Telemedicine Comes of Age
If feasible, patients should be transported to the closest available certified primary care stroke center or comprehensive stroke center, which may involve air transport or hospital bypass.
An estimated 40% of Americans, however, live in remote or rural areas without direct access to a comprehensive stroke center. For these patients, the updated guidelines emphasize the use of telemedicine to extend expert stroke care and optimize the use of IV t-PA, said guideline coauthor Bart M. Demaerschalk, MD, Professor of Neurology at the Mayo Clinic in Phoenix.
“Even if air transport is available, the patients generally arrive when the respective treatment window is already closed,” he said. “So telemedicine often means the difference between no treatment whatsoever, which is the usual case, and treatment.”

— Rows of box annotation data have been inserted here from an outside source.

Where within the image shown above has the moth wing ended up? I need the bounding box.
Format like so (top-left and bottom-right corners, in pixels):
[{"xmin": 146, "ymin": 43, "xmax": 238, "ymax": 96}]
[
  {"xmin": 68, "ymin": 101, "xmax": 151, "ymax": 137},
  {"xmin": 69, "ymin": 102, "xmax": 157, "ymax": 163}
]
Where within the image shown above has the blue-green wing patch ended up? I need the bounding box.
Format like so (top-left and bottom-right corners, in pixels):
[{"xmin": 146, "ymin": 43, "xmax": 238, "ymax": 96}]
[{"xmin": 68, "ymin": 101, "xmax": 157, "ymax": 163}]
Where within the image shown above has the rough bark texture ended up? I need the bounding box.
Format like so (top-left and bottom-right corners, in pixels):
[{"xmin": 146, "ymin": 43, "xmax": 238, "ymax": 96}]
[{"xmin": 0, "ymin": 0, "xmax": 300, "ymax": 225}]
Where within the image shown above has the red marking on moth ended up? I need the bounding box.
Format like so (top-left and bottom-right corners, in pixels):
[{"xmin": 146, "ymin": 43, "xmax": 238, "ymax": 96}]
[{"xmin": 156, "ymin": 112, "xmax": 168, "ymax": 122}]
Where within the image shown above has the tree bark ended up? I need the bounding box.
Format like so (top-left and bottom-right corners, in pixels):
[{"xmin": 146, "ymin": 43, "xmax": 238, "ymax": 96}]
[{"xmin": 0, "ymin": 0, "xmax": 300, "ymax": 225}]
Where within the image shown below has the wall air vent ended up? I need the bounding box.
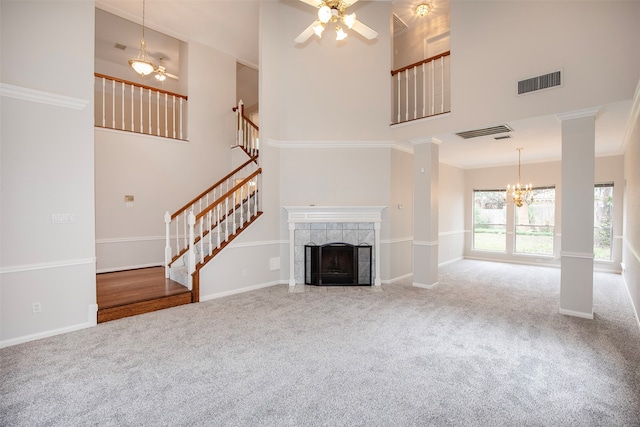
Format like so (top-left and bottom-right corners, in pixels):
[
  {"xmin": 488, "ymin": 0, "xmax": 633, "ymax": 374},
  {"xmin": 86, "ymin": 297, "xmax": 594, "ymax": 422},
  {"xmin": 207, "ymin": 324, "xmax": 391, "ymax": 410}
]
[
  {"xmin": 393, "ymin": 13, "xmax": 409, "ymax": 35},
  {"xmin": 456, "ymin": 125, "xmax": 513, "ymax": 139},
  {"xmin": 518, "ymin": 71, "xmax": 562, "ymax": 95}
]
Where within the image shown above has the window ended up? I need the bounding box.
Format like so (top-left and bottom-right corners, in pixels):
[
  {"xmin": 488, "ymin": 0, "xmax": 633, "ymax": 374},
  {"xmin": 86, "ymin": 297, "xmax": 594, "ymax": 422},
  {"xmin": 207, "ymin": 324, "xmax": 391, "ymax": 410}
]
[
  {"xmin": 514, "ymin": 187, "xmax": 556, "ymax": 255},
  {"xmin": 473, "ymin": 190, "xmax": 507, "ymax": 252},
  {"xmin": 593, "ymin": 183, "xmax": 613, "ymax": 260}
]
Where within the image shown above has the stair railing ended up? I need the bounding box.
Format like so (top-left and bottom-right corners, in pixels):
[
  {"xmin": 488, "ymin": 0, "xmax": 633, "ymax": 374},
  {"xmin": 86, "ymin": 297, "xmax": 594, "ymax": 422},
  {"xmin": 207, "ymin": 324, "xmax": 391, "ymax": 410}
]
[
  {"xmin": 391, "ymin": 51, "xmax": 451, "ymax": 124},
  {"xmin": 164, "ymin": 156, "xmax": 260, "ymax": 278},
  {"xmin": 94, "ymin": 73, "xmax": 187, "ymax": 140},
  {"xmin": 233, "ymin": 100, "xmax": 260, "ymax": 157}
]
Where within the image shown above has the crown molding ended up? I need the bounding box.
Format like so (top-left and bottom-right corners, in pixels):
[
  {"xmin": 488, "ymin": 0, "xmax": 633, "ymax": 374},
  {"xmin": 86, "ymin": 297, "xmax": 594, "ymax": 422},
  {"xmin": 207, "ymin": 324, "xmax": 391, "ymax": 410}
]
[{"xmin": 0, "ymin": 83, "xmax": 90, "ymax": 110}]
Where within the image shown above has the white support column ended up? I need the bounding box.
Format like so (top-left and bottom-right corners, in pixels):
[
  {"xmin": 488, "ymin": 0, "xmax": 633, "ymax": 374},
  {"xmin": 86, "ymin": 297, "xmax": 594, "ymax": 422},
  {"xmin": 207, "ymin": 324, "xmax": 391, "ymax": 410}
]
[
  {"xmin": 413, "ymin": 138, "xmax": 440, "ymax": 289},
  {"xmin": 373, "ymin": 222, "xmax": 382, "ymax": 286},
  {"xmin": 289, "ymin": 222, "xmax": 296, "ymax": 287},
  {"xmin": 557, "ymin": 108, "xmax": 599, "ymax": 319}
]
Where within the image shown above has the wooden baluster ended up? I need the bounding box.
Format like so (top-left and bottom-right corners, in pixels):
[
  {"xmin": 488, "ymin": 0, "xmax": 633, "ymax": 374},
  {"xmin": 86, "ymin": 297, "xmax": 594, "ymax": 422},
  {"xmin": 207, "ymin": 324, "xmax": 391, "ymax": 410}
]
[
  {"xmin": 431, "ymin": 61, "xmax": 436, "ymax": 115},
  {"xmin": 171, "ymin": 95, "xmax": 176, "ymax": 139},
  {"xmin": 422, "ymin": 62, "xmax": 427, "ymax": 117},
  {"xmin": 224, "ymin": 196, "xmax": 229, "ymax": 242},
  {"xmin": 440, "ymin": 56, "xmax": 444, "ymax": 113},
  {"xmin": 164, "ymin": 211, "xmax": 171, "ymax": 279},
  {"xmin": 111, "ymin": 80, "xmax": 116, "ymax": 129},
  {"xmin": 404, "ymin": 70, "xmax": 409, "ymax": 121},
  {"xmin": 175, "ymin": 215, "xmax": 180, "ymax": 260},
  {"xmin": 140, "ymin": 87, "xmax": 144, "ymax": 133},
  {"xmin": 396, "ymin": 73, "xmax": 402, "ymax": 123},
  {"xmin": 131, "ymin": 85, "xmax": 136, "ymax": 132},
  {"xmin": 413, "ymin": 67, "xmax": 418, "ymax": 119},
  {"xmin": 164, "ymin": 93, "xmax": 169, "ymax": 138},
  {"xmin": 198, "ymin": 217, "xmax": 204, "ymax": 264},
  {"xmin": 121, "ymin": 82, "xmax": 125, "ymax": 130},
  {"xmin": 187, "ymin": 211, "xmax": 196, "ymax": 290},
  {"xmin": 102, "ymin": 77, "xmax": 107, "ymax": 128},
  {"xmin": 216, "ymin": 204, "xmax": 222, "ymax": 249},
  {"xmin": 180, "ymin": 98, "xmax": 184, "ymax": 139},
  {"xmin": 207, "ymin": 210, "xmax": 213, "ymax": 255}
]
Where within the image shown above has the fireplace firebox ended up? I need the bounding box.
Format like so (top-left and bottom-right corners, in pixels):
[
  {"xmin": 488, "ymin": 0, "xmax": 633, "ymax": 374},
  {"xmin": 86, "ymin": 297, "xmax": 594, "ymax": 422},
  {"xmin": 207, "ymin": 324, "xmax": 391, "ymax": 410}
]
[{"xmin": 304, "ymin": 243, "xmax": 372, "ymax": 286}]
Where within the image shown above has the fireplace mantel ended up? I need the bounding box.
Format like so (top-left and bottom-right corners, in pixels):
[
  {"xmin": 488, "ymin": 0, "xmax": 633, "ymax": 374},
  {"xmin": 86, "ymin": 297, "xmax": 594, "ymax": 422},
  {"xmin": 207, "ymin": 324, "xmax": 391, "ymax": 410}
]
[{"xmin": 283, "ymin": 206, "xmax": 386, "ymax": 286}]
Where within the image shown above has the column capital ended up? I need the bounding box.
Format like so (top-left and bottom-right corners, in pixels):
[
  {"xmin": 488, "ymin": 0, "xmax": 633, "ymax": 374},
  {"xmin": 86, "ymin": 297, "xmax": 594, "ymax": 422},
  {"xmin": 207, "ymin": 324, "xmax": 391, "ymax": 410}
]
[{"xmin": 556, "ymin": 107, "xmax": 602, "ymax": 121}]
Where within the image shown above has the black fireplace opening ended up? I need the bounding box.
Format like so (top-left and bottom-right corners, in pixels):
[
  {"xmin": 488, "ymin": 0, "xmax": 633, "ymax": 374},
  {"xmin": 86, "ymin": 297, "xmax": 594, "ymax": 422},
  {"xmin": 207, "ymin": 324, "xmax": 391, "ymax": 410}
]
[{"xmin": 304, "ymin": 243, "xmax": 372, "ymax": 286}]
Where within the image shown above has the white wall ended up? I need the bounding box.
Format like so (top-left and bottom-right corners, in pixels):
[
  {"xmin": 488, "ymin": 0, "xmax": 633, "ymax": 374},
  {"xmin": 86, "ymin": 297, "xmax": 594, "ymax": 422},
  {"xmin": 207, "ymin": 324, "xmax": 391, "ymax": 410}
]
[
  {"xmin": 256, "ymin": 1, "xmax": 406, "ymax": 281},
  {"xmin": 95, "ymin": 43, "xmax": 236, "ymax": 272},
  {"xmin": 388, "ymin": 149, "xmax": 413, "ymax": 281},
  {"xmin": 438, "ymin": 163, "xmax": 469, "ymax": 265},
  {"xmin": 622, "ymin": 84, "xmax": 640, "ymax": 322},
  {"xmin": 394, "ymin": 1, "xmax": 640, "ymax": 140},
  {"xmin": 0, "ymin": 0, "xmax": 97, "ymax": 346},
  {"xmin": 464, "ymin": 156, "xmax": 624, "ymax": 272}
]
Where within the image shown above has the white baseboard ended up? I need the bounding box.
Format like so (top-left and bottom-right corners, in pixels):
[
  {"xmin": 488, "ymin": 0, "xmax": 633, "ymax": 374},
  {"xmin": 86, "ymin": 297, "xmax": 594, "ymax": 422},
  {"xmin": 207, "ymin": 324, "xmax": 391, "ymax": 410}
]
[
  {"xmin": 622, "ymin": 274, "xmax": 640, "ymax": 329},
  {"xmin": 200, "ymin": 281, "xmax": 286, "ymax": 302},
  {"xmin": 0, "ymin": 320, "xmax": 97, "ymax": 348},
  {"xmin": 559, "ymin": 308, "xmax": 593, "ymax": 320},
  {"xmin": 413, "ymin": 282, "xmax": 440, "ymax": 289},
  {"xmin": 438, "ymin": 256, "xmax": 464, "ymax": 267},
  {"xmin": 382, "ymin": 273, "xmax": 413, "ymax": 285},
  {"xmin": 96, "ymin": 262, "xmax": 164, "ymax": 274}
]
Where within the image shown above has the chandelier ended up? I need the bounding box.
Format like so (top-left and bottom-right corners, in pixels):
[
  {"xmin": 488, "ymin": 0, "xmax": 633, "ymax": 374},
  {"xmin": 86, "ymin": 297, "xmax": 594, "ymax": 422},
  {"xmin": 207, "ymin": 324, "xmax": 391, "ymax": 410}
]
[
  {"xmin": 507, "ymin": 148, "xmax": 533, "ymax": 207},
  {"xmin": 129, "ymin": 0, "xmax": 160, "ymax": 80},
  {"xmin": 416, "ymin": 3, "xmax": 431, "ymax": 17}
]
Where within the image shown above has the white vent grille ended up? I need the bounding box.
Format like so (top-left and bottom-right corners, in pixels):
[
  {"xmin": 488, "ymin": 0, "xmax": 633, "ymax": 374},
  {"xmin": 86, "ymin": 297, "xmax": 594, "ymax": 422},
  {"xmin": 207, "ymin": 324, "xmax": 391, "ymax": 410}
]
[
  {"xmin": 456, "ymin": 125, "xmax": 513, "ymax": 139},
  {"xmin": 518, "ymin": 71, "xmax": 562, "ymax": 95}
]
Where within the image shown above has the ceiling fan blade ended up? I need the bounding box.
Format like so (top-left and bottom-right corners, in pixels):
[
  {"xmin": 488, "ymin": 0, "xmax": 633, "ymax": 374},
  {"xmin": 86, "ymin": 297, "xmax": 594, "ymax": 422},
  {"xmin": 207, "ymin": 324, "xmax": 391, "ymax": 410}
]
[
  {"xmin": 351, "ymin": 19, "xmax": 378, "ymax": 40},
  {"xmin": 300, "ymin": 0, "xmax": 322, "ymax": 7},
  {"xmin": 293, "ymin": 21, "xmax": 318, "ymax": 43}
]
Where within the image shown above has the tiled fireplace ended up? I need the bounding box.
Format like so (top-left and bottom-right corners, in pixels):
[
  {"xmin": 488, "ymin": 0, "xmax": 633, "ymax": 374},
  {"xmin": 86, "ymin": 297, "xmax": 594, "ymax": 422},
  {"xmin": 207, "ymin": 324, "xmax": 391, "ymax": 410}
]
[{"xmin": 284, "ymin": 206, "xmax": 385, "ymax": 286}]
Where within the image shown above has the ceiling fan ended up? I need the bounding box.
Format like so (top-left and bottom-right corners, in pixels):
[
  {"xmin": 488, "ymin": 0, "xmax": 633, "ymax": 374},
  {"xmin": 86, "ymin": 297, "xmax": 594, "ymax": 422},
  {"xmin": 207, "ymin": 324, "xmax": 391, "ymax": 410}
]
[{"xmin": 294, "ymin": 0, "xmax": 378, "ymax": 43}]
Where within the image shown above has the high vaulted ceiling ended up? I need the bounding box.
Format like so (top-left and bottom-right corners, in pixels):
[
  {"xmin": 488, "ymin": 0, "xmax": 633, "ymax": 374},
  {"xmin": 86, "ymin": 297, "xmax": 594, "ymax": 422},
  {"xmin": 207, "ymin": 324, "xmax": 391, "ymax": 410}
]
[{"xmin": 96, "ymin": 0, "xmax": 631, "ymax": 168}]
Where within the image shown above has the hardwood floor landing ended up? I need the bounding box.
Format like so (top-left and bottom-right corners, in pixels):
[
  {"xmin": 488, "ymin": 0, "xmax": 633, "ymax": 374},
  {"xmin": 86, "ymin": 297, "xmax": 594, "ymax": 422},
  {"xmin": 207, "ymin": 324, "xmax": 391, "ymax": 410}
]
[{"xmin": 96, "ymin": 267, "xmax": 192, "ymax": 323}]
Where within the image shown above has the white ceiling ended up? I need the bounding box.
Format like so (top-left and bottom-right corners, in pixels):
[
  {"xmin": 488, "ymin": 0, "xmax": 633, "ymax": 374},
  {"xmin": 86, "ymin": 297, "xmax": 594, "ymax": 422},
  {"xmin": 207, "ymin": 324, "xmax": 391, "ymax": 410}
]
[{"xmin": 96, "ymin": 0, "xmax": 631, "ymax": 168}]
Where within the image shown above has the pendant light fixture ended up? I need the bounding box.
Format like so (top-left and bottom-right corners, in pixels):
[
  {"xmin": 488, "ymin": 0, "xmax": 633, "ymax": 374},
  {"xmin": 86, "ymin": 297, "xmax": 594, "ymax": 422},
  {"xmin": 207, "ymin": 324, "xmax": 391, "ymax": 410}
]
[
  {"xmin": 507, "ymin": 148, "xmax": 533, "ymax": 207},
  {"xmin": 129, "ymin": 0, "xmax": 156, "ymax": 77}
]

The guidelines recommend teleradiology systems approved by the FDA or “an equivalent organization” for sites without in-house imaging expertise for prompt review of brain CT and MRI scans in patients with suspected acute stroke. When it is not physically possible for a stroke team physician to be at the bedside, telemedicine should also be established so that more hospitals can potentially meet the criteria to become acute stroke-ready hospitals and primary stroke hospitals.
Telemedicine may also be cost effective, according to a recent study coauthored by Dr. Demaerschalk. It reports that a telestroke network model with one hub and seven spoke hospitals would result in 45 more patients receiving IV thrombolysis and 20 more receiving endovascular stroke therapies per year, compared with usual care, and was associated with an estimated annual cost savings of $358,435 or $109,080 for each spoke hospital.